This one is for my colleagues who are just starting out and maybe a little (or a lot) nervous about being evaluated. Don’t worry, you get used to it. Here are a few tips from my journey. Most teachers fall to pieces when it comes to their periodic evaluation. As a required part of this process, the principal usually comes in formally to observe a lesson. I have asked veteran teachers of more than 30 years if this makes them nervous and they have answered, “Yes, I go to pieces.” The reasons are pretty obvious but unless you’ve been observed for an evaluation you may not realize why it is one of the most nerve-wracking tests you face as a teacher. You could be an excellent teacher and still have a bad observation. It happens and you should do all you can to make sure it does not. There is also a good chance the evaluation will go well. As long as you plan little by little before the lesson and then “show them you came to play” (in a professional sports sense) in the actual lesson, you can be victorious and show your principal, as well as the district, that you have a purpose and a calling to do this that makes you worth your salt.
In preparing for my evaluation I found myself re-discovering why I got into teaching. At 27 years of age as a graduate student in language and rhetoric, I wanted to share my fascination with grammar and literature. I wanted to remove many mysteries that hold kids back and show them concrete ways of communicating better. I believed at that time that was the best way I could make my contribution to the lives of my students. Just before getting my first real public school teaching job, I worked for several months as part of my internship at Cerritos College. I worked in the writing center with adults. I would sit with them and help them discover their own errors on their basic college essays. One thing I saw again and again was “subject/verb agreement” errors. I am fixing to give my observation/evaluation lesson now, almost 15 years later on that very subject. That’s powerful to me. I have a lot to offer my kids in this lesson. In many ways, this was my first step into teaching with vision. I am seasoned in teaching this standard.

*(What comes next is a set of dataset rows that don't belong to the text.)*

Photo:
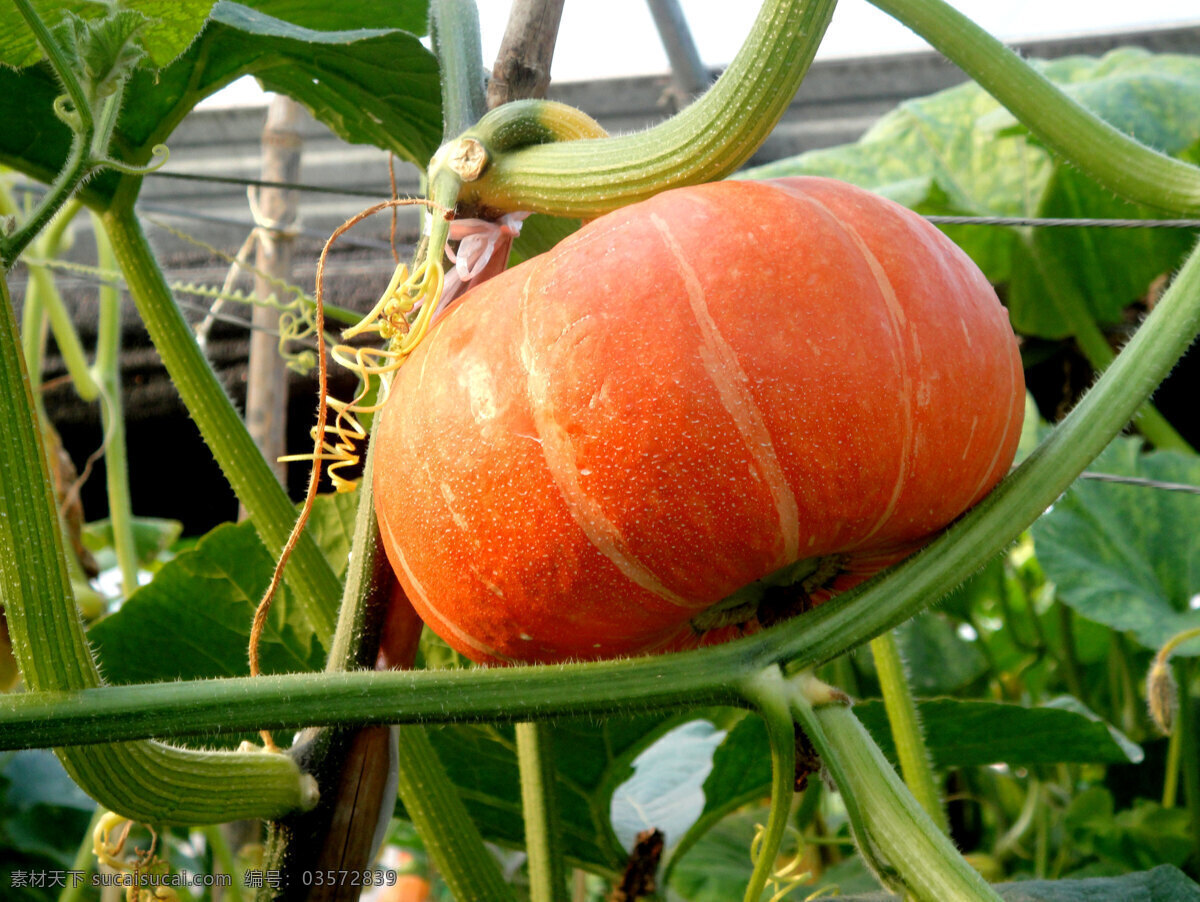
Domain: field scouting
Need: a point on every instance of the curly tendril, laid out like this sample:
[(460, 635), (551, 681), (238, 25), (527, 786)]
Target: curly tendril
[(145, 865)]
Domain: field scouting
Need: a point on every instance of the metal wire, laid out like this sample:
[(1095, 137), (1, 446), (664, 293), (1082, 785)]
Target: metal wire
[(267, 184), (1141, 482), (1059, 222)]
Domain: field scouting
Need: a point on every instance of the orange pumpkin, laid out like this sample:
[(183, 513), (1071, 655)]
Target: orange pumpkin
[(685, 396)]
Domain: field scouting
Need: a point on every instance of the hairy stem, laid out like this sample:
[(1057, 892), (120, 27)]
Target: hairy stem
[(309, 573), (894, 834), (145, 781), (768, 693), (454, 29), (696, 677), (107, 376), (1072, 306), (906, 729), (539, 805), (707, 140), (431, 801)]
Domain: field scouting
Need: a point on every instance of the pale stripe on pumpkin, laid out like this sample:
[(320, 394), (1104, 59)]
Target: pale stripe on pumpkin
[(731, 383)]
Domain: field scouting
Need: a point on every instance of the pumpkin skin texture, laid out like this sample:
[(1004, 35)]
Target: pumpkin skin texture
[(683, 397)]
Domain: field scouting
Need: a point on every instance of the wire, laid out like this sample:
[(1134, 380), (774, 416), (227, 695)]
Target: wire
[(1143, 482), (1053, 222)]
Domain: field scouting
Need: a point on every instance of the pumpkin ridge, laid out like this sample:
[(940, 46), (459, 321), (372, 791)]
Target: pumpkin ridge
[(559, 459), (727, 376), (897, 318), (429, 607)]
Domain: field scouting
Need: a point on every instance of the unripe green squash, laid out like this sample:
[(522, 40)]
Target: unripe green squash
[(593, 449)]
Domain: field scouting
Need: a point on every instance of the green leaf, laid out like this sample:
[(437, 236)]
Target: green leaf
[(43, 815), (1128, 557), (192, 621), (151, 536), (323, 16), (959, 152), (961, 734), (939, 660), (168, 28), (1162, 884), (371, 85), (1141, 836), (595, 762)]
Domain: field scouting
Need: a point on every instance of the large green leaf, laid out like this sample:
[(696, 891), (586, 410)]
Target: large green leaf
[(43, 816), (169, 26), (959, 152), (348, 14), (593, 761), (1129, 555), (370, 85), (1162, 884), (939, 661), (973, 733), (192, 621)]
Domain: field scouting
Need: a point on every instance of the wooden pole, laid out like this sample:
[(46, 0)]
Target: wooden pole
[(267, 382), (522, 66), (688, 73)]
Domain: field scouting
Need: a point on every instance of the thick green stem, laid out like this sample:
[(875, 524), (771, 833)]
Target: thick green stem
[(59, 61), (309, 573), (707, 140), (348, 809), (539, 805), (107, 377), (78, 163), (84, 863), (1109, 156), (145, 781), (696, 677), (906, 729), (894, 834), (1189, 747), (1072, 306), (431, 801), (768, 693)]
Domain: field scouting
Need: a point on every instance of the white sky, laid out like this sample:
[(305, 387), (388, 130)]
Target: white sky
[(603, 38)]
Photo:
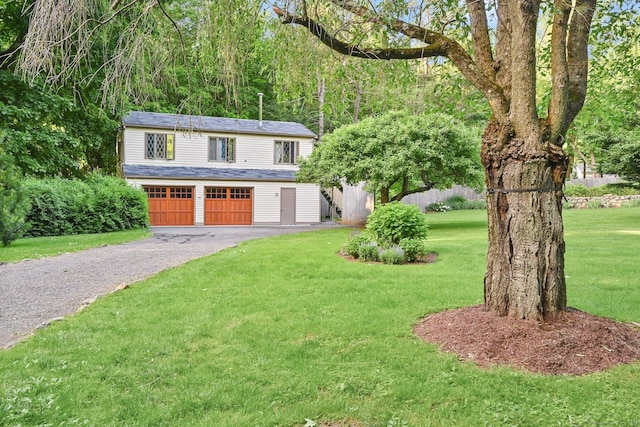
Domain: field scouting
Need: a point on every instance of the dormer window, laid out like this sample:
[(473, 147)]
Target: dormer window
[(285, 152), (222, 149), (159, 146)]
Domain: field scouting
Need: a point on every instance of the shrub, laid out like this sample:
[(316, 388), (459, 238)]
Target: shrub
[(620, 189), (413, 249), (395, 221), (353, 245), (393, 255), (97, 205), (368, 252), (13, 201), (438, 207)]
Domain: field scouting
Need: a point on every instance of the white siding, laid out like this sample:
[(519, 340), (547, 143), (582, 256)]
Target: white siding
[(307, 204), (191, 149)]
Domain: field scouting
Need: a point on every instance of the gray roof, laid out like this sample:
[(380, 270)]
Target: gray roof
[(212, 173), (214, 124)]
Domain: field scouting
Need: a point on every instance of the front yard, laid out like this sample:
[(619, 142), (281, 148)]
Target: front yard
[(283, 331)]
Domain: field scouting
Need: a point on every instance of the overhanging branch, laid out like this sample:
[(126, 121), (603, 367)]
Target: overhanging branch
[(436, 45), (346, 49)]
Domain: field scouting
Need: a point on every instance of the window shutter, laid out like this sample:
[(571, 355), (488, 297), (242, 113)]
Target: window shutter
[(170, 146), (231, 155)]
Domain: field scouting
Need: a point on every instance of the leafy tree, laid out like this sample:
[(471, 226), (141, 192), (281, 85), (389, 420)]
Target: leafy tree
[(525, 165), (13, 201), (621, 155), (397, 152), (492, 44)]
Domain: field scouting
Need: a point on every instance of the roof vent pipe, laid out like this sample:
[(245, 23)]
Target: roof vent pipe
[(260, 110)]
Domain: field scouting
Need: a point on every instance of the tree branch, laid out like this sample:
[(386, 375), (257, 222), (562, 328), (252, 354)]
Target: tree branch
[(403, 193), (8, 55), (578, 58), (559, 70), (437, 45), (480, 35), (523, 112), (346, 49), (503, 49)]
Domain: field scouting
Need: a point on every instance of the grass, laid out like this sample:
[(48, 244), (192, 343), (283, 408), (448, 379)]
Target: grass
[(40, 247), (279, 331)]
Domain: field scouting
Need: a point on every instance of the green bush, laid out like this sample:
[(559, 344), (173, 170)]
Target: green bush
[(438, 207), (620, 189), (353, 245), (13, 201), (413, 249), (97, 205), (395, 221), (369, 252), (393, 255)]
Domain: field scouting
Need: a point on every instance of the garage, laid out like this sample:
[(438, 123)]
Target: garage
[(228, 206), (170, 205)]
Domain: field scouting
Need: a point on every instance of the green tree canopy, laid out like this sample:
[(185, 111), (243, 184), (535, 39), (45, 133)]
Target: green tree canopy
[(397, 153)]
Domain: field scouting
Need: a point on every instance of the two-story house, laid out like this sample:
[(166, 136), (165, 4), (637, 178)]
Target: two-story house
[(218, 171)]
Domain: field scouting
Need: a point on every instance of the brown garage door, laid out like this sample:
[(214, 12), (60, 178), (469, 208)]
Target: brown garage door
[(170, 205), (228, 206)]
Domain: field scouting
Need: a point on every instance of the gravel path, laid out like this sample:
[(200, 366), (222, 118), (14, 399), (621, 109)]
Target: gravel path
[(35, 292)]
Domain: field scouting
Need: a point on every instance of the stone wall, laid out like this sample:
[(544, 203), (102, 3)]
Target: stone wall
[(606, 201)]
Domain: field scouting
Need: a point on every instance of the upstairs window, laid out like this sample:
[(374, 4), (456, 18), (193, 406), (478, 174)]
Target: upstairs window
[(285, 152), (222, 149), (159, 146)]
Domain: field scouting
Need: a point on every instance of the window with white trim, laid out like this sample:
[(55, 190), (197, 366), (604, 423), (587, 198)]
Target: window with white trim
[(159, 146), (222, 149), (285, 152)]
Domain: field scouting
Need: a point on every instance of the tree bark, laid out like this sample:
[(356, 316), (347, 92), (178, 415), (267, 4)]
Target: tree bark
[(522, 154), (384, 195), (525, 259)]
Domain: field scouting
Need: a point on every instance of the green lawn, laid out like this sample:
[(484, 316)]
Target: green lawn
[(40, 247), (281, 330)]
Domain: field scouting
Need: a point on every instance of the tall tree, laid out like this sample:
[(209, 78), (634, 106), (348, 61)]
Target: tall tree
[(396, 154), (522, 155), (524, 162)]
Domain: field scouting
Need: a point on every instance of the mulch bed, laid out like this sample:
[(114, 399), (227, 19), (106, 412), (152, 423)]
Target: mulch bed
[(574, 342)]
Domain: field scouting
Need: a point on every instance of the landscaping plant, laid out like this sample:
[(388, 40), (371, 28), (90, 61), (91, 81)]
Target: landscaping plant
[(392, 222), (13, 200)]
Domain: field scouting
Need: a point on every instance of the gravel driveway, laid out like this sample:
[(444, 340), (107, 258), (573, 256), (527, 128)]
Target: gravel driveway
[(35, 292)]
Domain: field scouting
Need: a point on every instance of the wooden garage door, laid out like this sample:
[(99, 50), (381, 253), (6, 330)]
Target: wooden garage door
[(170, 205), (228, 206)]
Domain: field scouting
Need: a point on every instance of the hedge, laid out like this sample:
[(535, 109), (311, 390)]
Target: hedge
[(99, 204)]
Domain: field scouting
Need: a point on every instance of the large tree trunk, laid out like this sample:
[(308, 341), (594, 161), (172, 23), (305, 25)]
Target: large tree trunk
[(525, 259)]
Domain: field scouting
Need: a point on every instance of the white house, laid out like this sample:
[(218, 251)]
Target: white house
[(218, 171)]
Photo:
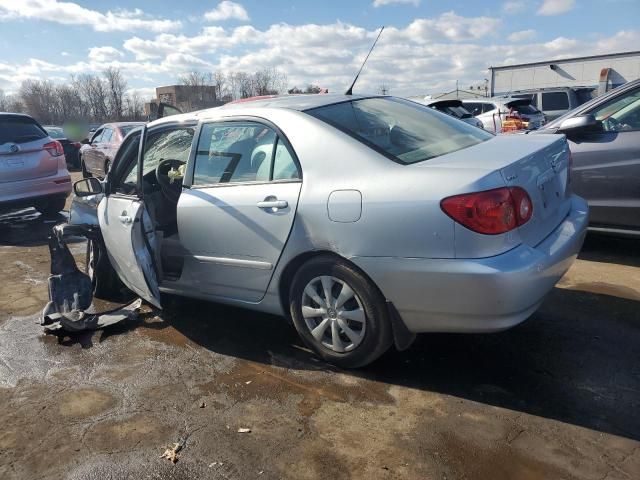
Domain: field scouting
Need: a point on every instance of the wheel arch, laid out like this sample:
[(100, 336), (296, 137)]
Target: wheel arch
[(402, 337), (289, 271)]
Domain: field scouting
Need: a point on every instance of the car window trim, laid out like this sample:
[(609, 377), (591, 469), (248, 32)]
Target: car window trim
[(152, 130), (190, 172)]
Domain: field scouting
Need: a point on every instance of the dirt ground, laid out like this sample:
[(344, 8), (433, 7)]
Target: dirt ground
[(557, 397)]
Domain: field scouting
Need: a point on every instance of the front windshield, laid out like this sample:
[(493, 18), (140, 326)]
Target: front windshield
[(404, 131), (127, 128), (55, 133)]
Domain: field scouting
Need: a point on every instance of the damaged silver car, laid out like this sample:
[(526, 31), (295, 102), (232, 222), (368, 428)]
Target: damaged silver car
[(365, 220)]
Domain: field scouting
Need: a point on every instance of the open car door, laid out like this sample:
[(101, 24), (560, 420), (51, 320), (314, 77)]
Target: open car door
[(129, 237)]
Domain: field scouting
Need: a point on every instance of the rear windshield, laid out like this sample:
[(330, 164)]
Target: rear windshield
[(18, 129), (127, 128), (55, 132), (525, 109), (404, 131)]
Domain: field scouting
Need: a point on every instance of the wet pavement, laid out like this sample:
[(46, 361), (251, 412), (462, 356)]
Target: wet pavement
[(556, 397)]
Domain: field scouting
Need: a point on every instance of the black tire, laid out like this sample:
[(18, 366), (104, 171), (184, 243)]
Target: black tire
[(105, 280), (52, 207), (378, 335)]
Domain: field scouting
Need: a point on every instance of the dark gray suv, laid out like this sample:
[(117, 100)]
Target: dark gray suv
[(604, 137)]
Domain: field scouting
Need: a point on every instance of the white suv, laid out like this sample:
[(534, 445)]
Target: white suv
[(33, 170), (492, 112)]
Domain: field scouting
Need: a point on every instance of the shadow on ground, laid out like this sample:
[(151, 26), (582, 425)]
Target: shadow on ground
[(577, 360)]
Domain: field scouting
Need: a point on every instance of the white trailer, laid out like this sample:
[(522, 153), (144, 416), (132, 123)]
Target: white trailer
[(602, 72)]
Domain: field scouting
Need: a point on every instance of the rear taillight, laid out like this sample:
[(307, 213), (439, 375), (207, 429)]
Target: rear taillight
[(54, 148), (490, 212)]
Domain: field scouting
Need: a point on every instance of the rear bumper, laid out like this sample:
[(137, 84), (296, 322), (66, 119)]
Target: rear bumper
[(26, 192), (478, 295)]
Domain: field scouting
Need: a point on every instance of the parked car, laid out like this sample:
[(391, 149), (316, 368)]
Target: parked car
[(33, 170), (495, 113), (71, 149), (556, 101), (455, 108), (367, 219), (97, 155), (604, 137)]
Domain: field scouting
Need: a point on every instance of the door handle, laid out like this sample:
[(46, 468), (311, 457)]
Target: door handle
[(125, 219), (273, 203)]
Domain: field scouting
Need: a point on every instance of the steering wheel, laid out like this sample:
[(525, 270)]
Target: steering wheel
[(169, 185)]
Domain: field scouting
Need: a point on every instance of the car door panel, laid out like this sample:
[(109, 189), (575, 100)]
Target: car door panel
[(234, 238), (606, 172), (128, 236)]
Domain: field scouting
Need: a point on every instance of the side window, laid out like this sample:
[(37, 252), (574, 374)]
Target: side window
[(241, 152), (488, 107), (555, 101), (107, 136), (474, 108), (170, 144), (284, 166), (97, 137), (621, 113)]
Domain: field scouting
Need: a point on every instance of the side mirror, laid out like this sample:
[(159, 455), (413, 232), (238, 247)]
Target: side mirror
[(87, 187), (575, 124)]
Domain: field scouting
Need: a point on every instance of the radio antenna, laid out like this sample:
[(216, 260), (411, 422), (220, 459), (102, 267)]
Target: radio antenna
[(350, 91)]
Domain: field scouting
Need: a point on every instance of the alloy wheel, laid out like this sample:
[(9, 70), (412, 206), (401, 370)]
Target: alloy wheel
[(333, 313)]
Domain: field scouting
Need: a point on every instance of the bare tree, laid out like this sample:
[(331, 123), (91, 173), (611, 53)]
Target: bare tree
[(116, 86)]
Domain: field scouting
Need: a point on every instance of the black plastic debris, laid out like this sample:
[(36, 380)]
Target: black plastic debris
[(71, 291)]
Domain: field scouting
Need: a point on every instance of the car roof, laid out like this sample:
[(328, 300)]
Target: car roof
[(16, 114), (121, 124), (295, 102)]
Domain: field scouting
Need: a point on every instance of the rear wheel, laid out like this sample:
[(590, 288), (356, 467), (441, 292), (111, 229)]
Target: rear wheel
[(339, 313), (52, 207)]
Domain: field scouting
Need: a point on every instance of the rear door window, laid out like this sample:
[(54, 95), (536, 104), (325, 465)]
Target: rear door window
[(555, 101), (19, 129), (240, 152), (107, 135), (401, 130)]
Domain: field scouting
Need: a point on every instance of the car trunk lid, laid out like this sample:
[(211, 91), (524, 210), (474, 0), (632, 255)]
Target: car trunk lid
[(540, 167), (544, 174), (26, 161)]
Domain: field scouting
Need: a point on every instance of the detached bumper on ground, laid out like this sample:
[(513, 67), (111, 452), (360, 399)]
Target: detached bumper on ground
[(479, 295)]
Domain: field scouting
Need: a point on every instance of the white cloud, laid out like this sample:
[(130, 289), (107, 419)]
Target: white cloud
[(381, 3), (227, 10), (556, 7), (104, 54), (426, 55), (522, 36), (514, 6), (70, 13)]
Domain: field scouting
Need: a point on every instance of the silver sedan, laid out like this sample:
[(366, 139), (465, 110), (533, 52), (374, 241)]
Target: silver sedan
[(365, 220)]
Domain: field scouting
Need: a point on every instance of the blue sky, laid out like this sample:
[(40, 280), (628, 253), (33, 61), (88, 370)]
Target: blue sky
[(427, 46)]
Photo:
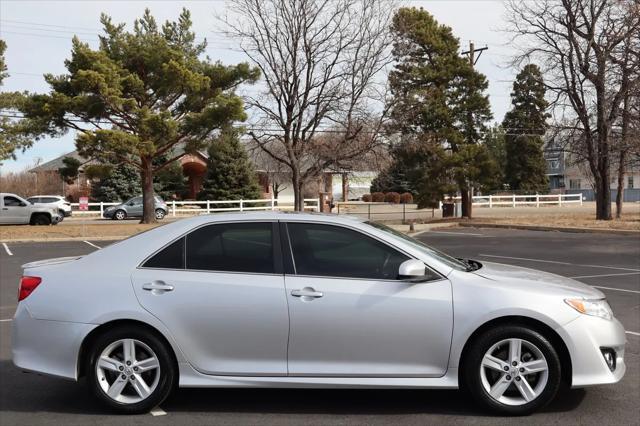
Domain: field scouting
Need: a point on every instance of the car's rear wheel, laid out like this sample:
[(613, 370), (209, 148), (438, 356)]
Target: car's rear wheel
[(512, 370), (131, 370), (41, 219)]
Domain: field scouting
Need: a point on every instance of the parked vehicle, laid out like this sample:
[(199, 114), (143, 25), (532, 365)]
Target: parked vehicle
[(305, 300), (54, 201), (133, 208), (15, 210)]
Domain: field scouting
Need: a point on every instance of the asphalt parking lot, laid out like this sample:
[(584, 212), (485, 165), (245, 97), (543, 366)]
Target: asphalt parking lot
[(609, 262)]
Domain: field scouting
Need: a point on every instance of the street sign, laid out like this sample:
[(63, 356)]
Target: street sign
[(84, 203)]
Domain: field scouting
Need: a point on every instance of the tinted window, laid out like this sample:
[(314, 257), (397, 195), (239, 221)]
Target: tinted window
[(325, 250), (171, 257), (12, 202), (237, 247)]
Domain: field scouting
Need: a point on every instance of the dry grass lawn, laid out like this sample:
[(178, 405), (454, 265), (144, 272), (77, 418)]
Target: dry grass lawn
[(92, 231), (629, 221)]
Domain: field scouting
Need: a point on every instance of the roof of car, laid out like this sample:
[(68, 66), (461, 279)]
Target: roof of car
[(270, 215)]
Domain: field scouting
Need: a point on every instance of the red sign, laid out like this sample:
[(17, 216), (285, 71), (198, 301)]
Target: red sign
[(84, 203)]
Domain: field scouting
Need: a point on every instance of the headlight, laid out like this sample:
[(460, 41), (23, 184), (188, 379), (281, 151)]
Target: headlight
[(595, 307)]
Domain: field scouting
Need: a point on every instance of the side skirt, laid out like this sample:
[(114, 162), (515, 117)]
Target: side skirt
[(190, 378)]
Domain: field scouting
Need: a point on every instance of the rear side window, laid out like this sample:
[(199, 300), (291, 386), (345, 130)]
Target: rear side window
[(332, 251), (233, 247), (171, 257)]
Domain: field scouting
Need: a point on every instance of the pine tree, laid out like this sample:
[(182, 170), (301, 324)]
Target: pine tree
[(230, 174), (525, 125), (154, 87), (438, 103), (118, 183)]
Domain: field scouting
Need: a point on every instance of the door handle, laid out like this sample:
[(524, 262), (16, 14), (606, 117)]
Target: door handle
[(307, 293), (157, 287)]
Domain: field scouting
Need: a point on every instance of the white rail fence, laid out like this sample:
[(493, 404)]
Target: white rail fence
[(209, 206), (524, 200)]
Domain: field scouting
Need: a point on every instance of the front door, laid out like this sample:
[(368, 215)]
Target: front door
[(220, 291), (351, 316), (14, 210)]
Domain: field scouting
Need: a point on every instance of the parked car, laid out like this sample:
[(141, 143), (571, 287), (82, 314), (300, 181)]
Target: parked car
[(133, 208), (305, 300), (15, 210), (54, 201)]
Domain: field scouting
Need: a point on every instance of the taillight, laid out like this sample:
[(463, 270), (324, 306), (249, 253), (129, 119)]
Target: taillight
[(27, 285)]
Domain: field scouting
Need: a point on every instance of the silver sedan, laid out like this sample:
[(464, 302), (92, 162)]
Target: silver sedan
[(308, 301)]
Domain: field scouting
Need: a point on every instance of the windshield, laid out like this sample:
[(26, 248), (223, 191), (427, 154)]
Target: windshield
[(419, 245)]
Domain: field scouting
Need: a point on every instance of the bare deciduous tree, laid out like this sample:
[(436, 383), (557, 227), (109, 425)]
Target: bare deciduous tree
[(320, 63), (579, 42)]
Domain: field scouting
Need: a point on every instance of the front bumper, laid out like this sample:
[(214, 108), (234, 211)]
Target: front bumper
[(585, 337), (47, 347)]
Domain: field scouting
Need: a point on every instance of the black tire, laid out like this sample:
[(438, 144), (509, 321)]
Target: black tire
[(473, 380), (167, 371), (122, 213), (41, 219)]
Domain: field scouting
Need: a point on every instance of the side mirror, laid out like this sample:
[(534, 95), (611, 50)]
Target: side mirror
[(412, 270)]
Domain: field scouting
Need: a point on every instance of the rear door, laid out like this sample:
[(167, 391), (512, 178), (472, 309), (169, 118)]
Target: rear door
[(350, 315), (220, 291), (134, 207)]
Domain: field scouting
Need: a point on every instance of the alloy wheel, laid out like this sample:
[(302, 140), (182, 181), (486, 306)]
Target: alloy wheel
[(128, 371), (514, 372)]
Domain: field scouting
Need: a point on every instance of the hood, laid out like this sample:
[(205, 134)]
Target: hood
[(49, 262), (532, 278)]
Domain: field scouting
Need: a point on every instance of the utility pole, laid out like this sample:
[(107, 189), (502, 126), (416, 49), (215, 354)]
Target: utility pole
[(467, 194)]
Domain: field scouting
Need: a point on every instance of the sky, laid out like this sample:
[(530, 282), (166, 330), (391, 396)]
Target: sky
[(38, 35)]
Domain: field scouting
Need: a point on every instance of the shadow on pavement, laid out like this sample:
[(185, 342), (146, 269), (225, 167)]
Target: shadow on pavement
[(33, 393)]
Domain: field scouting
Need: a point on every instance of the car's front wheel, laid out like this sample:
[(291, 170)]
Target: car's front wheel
[(512, 370), (131, 370)]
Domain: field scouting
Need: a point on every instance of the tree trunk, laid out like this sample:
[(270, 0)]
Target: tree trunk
[(603, 197), (298, 201), (466, 201), (620, 194), (148, 202)]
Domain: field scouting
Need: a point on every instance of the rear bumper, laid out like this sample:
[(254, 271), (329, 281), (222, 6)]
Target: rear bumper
[(47, 347), (585, 337)]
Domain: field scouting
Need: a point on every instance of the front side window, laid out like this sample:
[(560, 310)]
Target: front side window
[(233, 247), (332, 251), (10, 201)]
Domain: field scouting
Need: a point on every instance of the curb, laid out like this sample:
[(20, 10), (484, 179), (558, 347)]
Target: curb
[(63, 239), (549, 228)]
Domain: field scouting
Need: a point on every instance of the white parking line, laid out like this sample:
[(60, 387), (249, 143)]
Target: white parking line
[(92, 245), (616, 289), (456, 233), (559, 263), (606, 275), (158, 412)]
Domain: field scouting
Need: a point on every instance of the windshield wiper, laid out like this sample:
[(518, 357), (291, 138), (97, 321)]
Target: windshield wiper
[(471, 265)]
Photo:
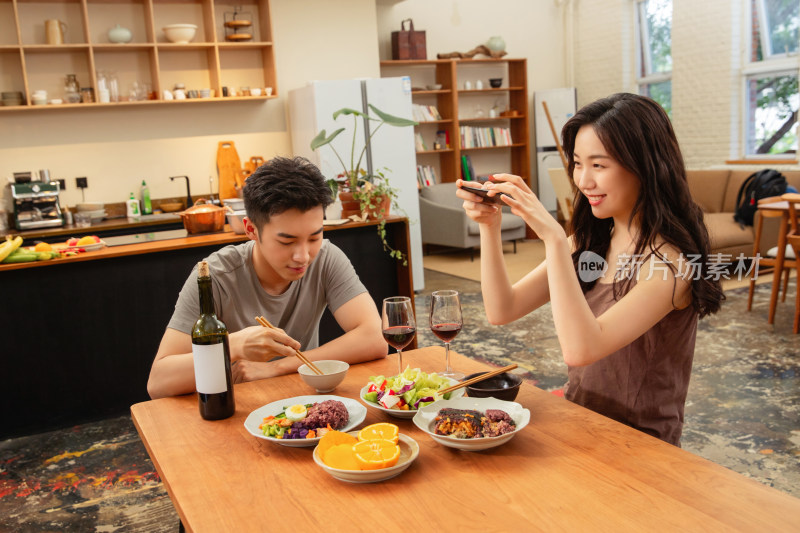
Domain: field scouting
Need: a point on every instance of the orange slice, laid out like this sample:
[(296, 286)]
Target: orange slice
[(331, 439), (341, 456), (380, 431), (376, 454)]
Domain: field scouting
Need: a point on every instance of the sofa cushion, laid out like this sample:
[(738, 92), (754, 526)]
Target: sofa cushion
[(726, 233), (707, 188), (509, 222)]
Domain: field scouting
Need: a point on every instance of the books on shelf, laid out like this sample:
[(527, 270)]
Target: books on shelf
[(483, 137), (425, 113), (426, 176), (419, 143)]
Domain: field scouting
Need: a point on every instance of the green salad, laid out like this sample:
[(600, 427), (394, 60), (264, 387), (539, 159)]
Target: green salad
[(412, 389)]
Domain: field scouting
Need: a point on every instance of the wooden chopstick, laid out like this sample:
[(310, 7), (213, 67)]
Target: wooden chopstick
[(264, 322), (478, 378)]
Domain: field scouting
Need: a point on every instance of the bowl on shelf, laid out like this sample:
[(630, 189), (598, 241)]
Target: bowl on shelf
[(503, 386), (180, 33), (333, 373), (236, 221), (90, 206)]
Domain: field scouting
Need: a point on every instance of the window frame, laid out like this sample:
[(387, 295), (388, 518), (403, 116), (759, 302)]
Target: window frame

I look forward to showing my evaluator I came to play, and not just to sit on the bench having no real effect. In my opinion, many people in the world are that way. I hope to never be guilty of that. I have always been one to step up to a challenge. I think of the evaluation process as a chance to step up to the plate and knock the baseball out of the park. Like Carolyn Messner told me so many years ago in a speech class, you can’t get rid of the butterflies, but you can get them flying in formation. I don’t ever want to forget the reasons I went into teaching. I want to make the abstract concrete for kids. Put me in coach, I’m ready to play. That is the fuel for my dynamite lesson plan. What do you think? Are you up for the same challenge? If so, go for it. I wish you strength!